When applying the predominant purpose test, courts consider a number of factors. A 2004 publication by the American Bar Association (ABA) enumerates some of these: “the terminology of the contract, the objective of the parties in entering the contract . . . [and] the nature of the business of the supplier.” So if a contract’s language, the intent of the parties to it, and the suppliers in it are mostly focused on goods, a court will likely determine that the UCC should apply to the contract.

Factors similar to these can be employed by public officials when determining whether they should remove controversial statues. First, they can examine the terminology of the statue. Do the words engraved on it focus on matters that are mostly offensive in nature, like the Confederacy? Do the documents that authorized its construction reflect offensive beliefs, like white supremacy or “Lost Cause” nostalgia? Second, officials can examine the intent of those who raised the statue by looking to contemporary newspaper accounts (were people in Confederate uniforms present at its raising?), the timeframe in which the statue was assembled (was it erected during the Jim Crow era or when the backlash to civil rights was taking off?), and the kind of public events that have occurred around the monument (is it often a meeting place for white nationalists?).

Finally, officials can look to the nature of the event or person commemorated in the monument. Is the person being honored primarily because of his or her ties to a cause whose aims were dishonorable, like the Confederacy’s treasonous war to preserve slavery? Or is she being honored because of her association with forward-looking movements, like American independence, female suffrage, or advances in modern medicine?
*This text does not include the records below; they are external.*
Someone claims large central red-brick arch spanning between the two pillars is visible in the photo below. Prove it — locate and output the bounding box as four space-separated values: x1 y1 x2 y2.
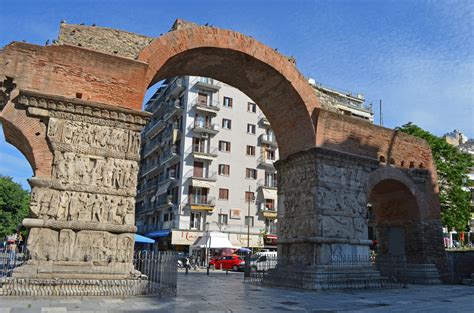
138 26 320 158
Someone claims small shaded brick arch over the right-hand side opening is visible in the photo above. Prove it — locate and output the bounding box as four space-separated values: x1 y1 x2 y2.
367 166 430 220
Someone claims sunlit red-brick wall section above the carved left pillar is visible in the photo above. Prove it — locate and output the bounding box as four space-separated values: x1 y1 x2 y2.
0 42 147 110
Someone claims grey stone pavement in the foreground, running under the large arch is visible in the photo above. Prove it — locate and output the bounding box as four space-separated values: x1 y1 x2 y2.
0 270 474 313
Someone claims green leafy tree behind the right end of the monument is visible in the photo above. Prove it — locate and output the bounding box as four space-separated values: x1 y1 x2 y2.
400 123 474 231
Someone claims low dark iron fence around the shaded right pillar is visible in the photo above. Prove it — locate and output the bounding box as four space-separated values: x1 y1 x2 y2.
245 255 449 290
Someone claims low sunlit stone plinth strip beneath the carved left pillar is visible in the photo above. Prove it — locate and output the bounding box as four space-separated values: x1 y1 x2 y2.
0 278 176 297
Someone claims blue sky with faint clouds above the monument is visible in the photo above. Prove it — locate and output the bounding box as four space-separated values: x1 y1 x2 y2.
0 0 474 187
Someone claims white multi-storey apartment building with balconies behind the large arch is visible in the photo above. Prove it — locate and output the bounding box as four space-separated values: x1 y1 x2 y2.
136 76 373 251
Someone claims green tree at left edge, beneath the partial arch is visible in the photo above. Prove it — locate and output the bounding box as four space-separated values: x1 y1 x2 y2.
0 175 30 239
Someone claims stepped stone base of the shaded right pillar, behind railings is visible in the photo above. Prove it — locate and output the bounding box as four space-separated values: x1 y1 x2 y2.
262 265 387 290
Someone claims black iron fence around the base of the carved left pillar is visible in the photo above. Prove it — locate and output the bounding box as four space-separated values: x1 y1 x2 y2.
0 250 178 297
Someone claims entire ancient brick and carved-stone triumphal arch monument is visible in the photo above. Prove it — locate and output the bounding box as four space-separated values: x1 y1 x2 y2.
0 20 443 294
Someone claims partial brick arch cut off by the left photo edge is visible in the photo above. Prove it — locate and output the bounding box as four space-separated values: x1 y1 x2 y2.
0 102 53 177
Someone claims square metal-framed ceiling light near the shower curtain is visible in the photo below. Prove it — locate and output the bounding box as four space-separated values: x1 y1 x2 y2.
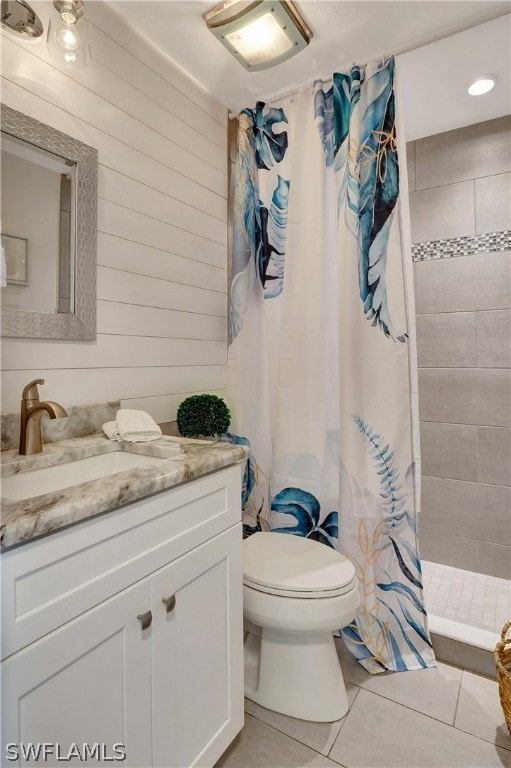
202 0 312 72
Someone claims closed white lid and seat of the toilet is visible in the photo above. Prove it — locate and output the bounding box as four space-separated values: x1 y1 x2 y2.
243 532 355 597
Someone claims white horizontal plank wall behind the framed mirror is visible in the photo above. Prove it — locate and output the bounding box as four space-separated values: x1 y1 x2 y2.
1 0 227 421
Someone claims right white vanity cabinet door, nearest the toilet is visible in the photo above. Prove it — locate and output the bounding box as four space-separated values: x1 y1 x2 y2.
151 525 243 768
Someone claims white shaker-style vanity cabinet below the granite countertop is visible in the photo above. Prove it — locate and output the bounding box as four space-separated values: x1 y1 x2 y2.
0 465 243 768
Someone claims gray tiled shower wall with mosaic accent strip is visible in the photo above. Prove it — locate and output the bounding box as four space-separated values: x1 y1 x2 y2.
407 117 511 578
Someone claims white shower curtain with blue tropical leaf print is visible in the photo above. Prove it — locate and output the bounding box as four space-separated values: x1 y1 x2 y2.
228 58 434 673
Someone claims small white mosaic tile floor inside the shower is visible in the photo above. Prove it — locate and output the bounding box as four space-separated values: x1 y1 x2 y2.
422 560 511 634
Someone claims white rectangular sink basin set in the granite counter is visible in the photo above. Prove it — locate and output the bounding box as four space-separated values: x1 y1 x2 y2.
1 445 181 501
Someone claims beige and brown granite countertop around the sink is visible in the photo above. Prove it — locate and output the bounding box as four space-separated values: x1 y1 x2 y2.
0 435 249 549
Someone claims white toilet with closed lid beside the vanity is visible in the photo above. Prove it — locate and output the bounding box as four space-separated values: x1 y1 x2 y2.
243 532 360 722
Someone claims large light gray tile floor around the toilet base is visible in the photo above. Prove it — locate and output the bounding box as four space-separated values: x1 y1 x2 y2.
216 641 511 768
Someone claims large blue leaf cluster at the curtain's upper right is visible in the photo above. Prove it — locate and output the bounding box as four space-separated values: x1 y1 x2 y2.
314 57 408 342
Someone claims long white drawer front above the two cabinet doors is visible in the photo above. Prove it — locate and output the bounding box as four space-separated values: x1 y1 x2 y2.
0 465 241 658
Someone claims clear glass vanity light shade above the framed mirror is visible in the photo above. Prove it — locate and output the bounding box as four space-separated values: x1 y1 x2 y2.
48 0 91 68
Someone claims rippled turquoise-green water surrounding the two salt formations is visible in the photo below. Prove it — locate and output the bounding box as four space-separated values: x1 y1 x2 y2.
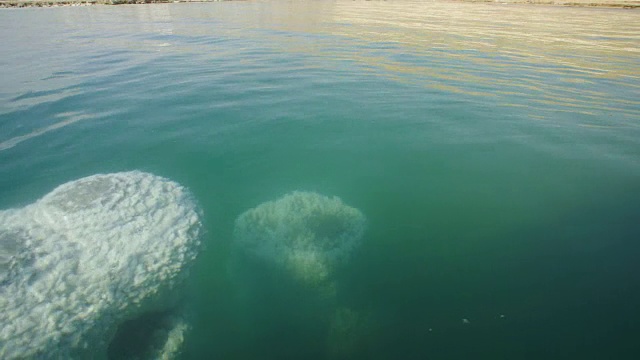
0 1 640 359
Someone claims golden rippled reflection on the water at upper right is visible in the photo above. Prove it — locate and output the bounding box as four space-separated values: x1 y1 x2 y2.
334 2 640 112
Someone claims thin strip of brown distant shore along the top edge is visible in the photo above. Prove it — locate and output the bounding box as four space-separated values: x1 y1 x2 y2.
0 0 640 9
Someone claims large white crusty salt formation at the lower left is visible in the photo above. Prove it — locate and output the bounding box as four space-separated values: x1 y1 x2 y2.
0 171 201 359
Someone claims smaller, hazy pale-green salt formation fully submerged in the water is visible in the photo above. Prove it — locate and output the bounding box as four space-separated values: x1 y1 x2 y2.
234 191 365 285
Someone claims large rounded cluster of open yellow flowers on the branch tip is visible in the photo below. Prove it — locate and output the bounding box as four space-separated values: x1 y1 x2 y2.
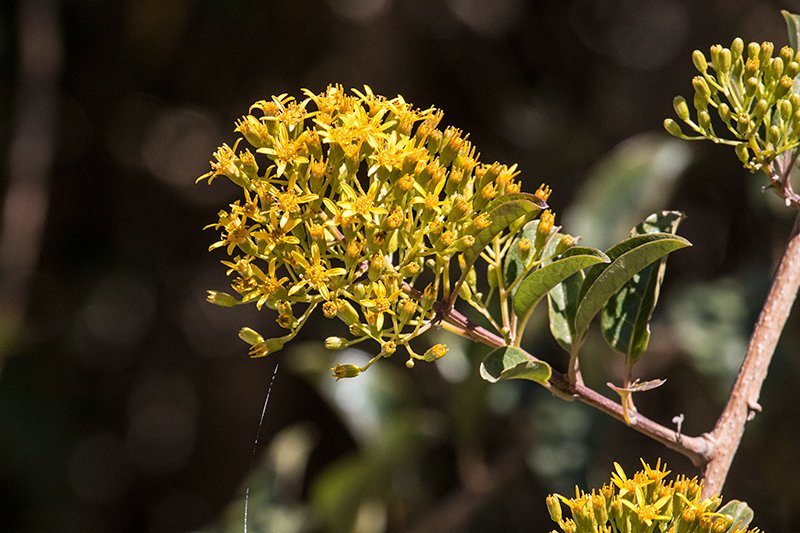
198 85 532 370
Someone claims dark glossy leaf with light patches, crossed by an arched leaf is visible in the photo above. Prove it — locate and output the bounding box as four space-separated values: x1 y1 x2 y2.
600 211 684 365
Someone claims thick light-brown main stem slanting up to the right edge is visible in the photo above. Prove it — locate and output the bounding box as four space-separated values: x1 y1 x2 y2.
703 213 800 496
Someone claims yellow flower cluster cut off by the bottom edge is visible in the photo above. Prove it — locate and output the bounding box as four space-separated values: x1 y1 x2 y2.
547 460 758 533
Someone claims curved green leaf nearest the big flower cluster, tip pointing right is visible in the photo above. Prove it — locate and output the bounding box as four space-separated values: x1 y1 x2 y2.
514 246 611 318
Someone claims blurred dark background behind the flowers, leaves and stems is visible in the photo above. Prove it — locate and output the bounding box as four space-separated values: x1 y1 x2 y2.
0 0 800 533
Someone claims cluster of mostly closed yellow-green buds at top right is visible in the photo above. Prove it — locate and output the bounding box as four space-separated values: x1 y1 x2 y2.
664 38 800 171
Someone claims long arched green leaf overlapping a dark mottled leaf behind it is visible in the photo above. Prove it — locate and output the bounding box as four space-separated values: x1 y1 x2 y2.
575 233 691 336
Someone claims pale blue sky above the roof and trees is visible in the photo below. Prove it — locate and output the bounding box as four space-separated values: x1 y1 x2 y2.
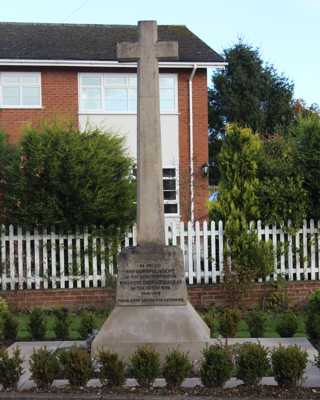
0 0 320 105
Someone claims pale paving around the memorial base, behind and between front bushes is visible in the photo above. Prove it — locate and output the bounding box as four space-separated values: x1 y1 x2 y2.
9 338 320 391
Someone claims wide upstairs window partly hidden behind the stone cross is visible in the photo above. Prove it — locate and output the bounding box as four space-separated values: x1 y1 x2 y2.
79 73 177 114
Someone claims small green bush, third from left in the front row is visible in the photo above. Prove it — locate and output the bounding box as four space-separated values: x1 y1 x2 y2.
59 346 93 387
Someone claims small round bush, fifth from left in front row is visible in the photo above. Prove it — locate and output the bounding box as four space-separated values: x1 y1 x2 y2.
129 345 161 388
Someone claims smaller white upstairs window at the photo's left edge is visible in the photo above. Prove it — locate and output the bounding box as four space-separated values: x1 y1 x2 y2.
0 72 41 108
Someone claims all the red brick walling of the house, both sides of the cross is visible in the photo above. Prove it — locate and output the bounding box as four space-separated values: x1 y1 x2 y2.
0 68 208 222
Employing a predominance test, using the factors described above, can help ensure that offensive statutes are banished from the public sphere while at the same time ensuring that positive contributions to history are celebrated. Using this standard can also help undercut the “slippery slope” arguments of those who claim that removing Confederate statutes will inevitably lead to the dismantling of monuments to Washington and Jefferson. There’s no question that Confederate statues would fail the predominant purpose test – they are mainly tied to honoring individuals’ contributions to a repugnant ideology. On the other hand, edifices honoring our nation’s founders are primarily dedicated to their labors to expand freedom and promote universal values.

Applying the factors of the predominance test to the realm of public statues can be a messy, fact-dependent enterprise, but it’s a task that American courts engage in all the time, with admirable results. Using this sort of analysis when adjudicating the future of controversial monuments can produce the positive result of banishing testaments to hate while preserving homages to human progress.